3.        Biakan darah
Bila biakan darah positif hal itu menandakan demam typhoid, tetapi bila biakan darah   negatif tidak  menutup kemungkinan akan  terjadi demam typhoid. Hal ini dikarenakan hasil biakan darah tergantung dari beberapa faktor:
a.    Teknik pemeriksaan laboratorium
Hasil   pemeriksaan   satu   laboratorium   berbeda   dengan   laboratorium yang lain, hal ini disebabkan oleh perbedaan teknik dan media biakan yang digunakan. Waktu pengambilan darah yang baik adalah pada saat demam tinggi yaitu pada saat bakteremia berlangsung.
b.    Saat pemeriksaan selama perjalanan penyakit
Biakan darah terhadap salmonella thypi terutama positif pada minggu pertama dan berkurang pada minggu-minggu berikutnya. Pada waktu kambuh biakan darah dapat positif kembali.
c.    Vaksinasi di masa lampau
Vaksinasi   terhadap   demam   typhoid   di   masa   lampau   dapat menimbulkan antibodi dalam darah klien, antibodi ini dapat menekan bakteremia sehingga biakan darah negatif.

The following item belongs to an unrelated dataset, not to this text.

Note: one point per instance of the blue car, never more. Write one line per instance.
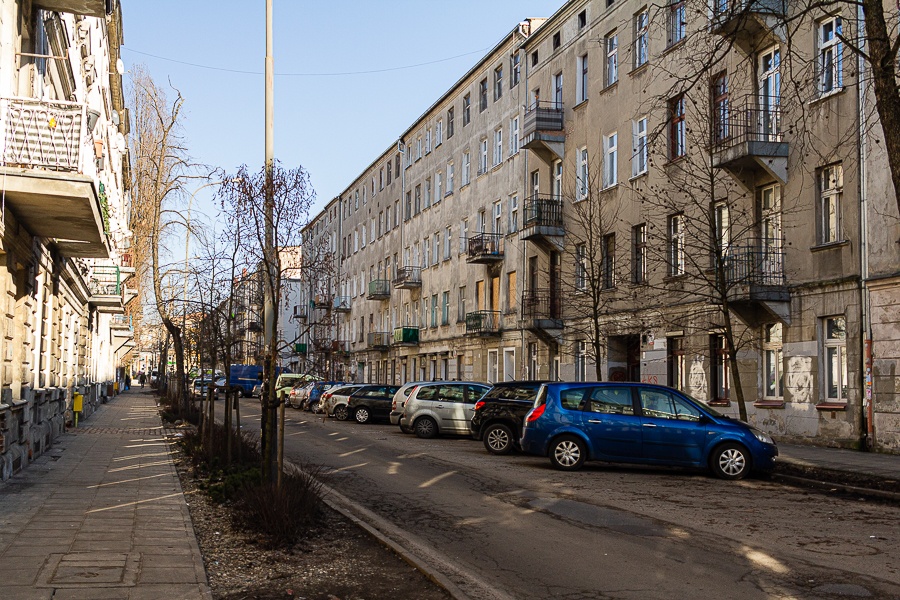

d.   Pengobatan dengan obat anti mikroba
Bila klien  sebelum pembiakan  darah sudah  mendapatkan obat   anti mikroba pertumbuhan kuman dalam media biakan terhambat dan hasil biakan mungkin negatif.
4.        Uji widal
Uji   widal   adalah   suatu   reaksi   aglutinasi   antara   antigen   dan   antibodi (aglutinin).   Aglutinin yang spesifik terhadap salmonella thypi terdapat dalam serum klien dengan typhoid juga terdapat pada orang yang pernah divaksinasikan. Antigen yang digunakan pada uji widal adalah suspensi salmonella yang sudah dimatikan dan diolah di laboratorium. Tujuan dari uji widal ini adalah untuk menentukan adanya aglutinin dalam serum klien yang disangka menderita typhoid. Akibat infeksi oleh salmonella thypi, klien membuat antibodi atau aglutinin yaitu :
a.         Aglutinin O, yang dibuat karena rangsangan antigen O (berasal dari tubuh kuman).
b.        Aglutinin H, yang dibuat karena rangsangan antigen H (berasal dari flagel kuman).

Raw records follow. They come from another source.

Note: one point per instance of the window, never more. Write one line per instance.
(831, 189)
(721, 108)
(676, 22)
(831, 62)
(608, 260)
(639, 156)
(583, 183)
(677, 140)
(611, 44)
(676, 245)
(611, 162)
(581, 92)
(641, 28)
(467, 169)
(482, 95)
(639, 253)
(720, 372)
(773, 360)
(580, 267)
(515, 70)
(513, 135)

c.         Aglutinin VI, yang dibuat karena rangsangan antigen VI (berasal dari simpai kuman).
Dari ketiga aglutinin tersebut hanya aglutinin O dan H yang ditentukan titernya untuk diagnosa, makin tinggi titernya makin besar klien menderita typhoid.

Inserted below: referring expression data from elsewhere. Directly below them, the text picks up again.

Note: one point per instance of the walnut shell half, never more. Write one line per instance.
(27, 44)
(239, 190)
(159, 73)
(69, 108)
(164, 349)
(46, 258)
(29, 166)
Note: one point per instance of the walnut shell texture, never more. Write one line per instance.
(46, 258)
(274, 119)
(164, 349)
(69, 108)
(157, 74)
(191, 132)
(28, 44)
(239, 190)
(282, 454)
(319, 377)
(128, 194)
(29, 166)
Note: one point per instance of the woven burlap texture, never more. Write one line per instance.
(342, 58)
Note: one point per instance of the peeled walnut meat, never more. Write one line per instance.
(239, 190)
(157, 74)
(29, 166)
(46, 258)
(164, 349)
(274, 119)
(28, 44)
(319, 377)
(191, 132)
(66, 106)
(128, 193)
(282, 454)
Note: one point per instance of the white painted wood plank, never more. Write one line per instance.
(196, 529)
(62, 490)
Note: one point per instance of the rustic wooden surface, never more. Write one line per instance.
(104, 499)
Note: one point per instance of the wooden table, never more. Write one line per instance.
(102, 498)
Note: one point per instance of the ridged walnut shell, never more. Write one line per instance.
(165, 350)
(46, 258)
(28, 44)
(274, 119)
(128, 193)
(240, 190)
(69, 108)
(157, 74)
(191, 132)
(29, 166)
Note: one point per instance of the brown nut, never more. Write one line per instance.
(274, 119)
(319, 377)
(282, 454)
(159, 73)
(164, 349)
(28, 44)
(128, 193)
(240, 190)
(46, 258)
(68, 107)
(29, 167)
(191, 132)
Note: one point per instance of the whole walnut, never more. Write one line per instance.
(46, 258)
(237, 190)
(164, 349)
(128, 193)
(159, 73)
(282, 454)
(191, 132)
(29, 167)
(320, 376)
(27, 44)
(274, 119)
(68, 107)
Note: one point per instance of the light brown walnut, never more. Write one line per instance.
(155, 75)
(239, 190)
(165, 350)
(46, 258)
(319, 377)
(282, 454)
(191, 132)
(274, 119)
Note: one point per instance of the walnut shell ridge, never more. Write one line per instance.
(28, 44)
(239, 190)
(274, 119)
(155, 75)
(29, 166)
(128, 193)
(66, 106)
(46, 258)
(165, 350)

7.         PENATALAKSANAAN
1.        Observasi
a.    Pasien harus tirah baring absolute sampai 7 hari bebas demam atau kurang lebih dari selam 14 hari. MAksud tirah baring adalah untuk mencegah terjadinya komplikasi perforasi usus.
b.    Mobilisasi bertahap bila tidak panas, sesuai dengan pulihnya kekuatan pasien.
c.     Pasien dengan kesadarannya yang menurun, posisi tubuhnya harus diubah pada waktu-waktu tertentu untuk menghindari komplikasi pneumonia dan dekubitus.
d.   Defekasi dan buang air kecil perlu diperhatikan karena kadang-kadang terjadi konstipasi dan diare.
2.        Diet
a.          Diet yang sesuai ,cukup kalori dan tinggi protein.
b.        Pada penderita yang akut dapat diberi bubur saring.
c.         Setelah bebas demam diberi bubur kasar selama 2 hari lalu nasi tim
d.        Dilanjutkan dengan nasi biasa setelah penderita bebas dari demam selama 7 hari
3.        Pengobatan
Obat-obatan yang umumnya digunakan antara lain:
A.      Anti Biotik (Membunuh Kuman) :
1.    Klorampenicol
2.    Amoxicilin
3.    Kotrimoxasol
4.    Ceftriaxon
5.    Cefotaxim
B.       Antipiretik (Menurunkan panas): Paracetamol
(Smeltzer & Bare. 2002)
8.         KONSEP DASAR KEPERAWATAN
a.         Pengkajian
1)        Identitas klien
Meliputi   nama,   umur,   jenis   kelamin,   alamat,   pekerjaan,   suku/bangsa, agama, status perkawinan, tanggal masuk rumah sakit, nomor register dan diagnosa medik
2)        Keluhan utama
Keluhan  utama  demam thypoid adalah panas  atau demam yang  tidak turun-turun, nyeri perut, pusing kepala, mual, muntah, anoreksia, diare serta penurunan kesadaran.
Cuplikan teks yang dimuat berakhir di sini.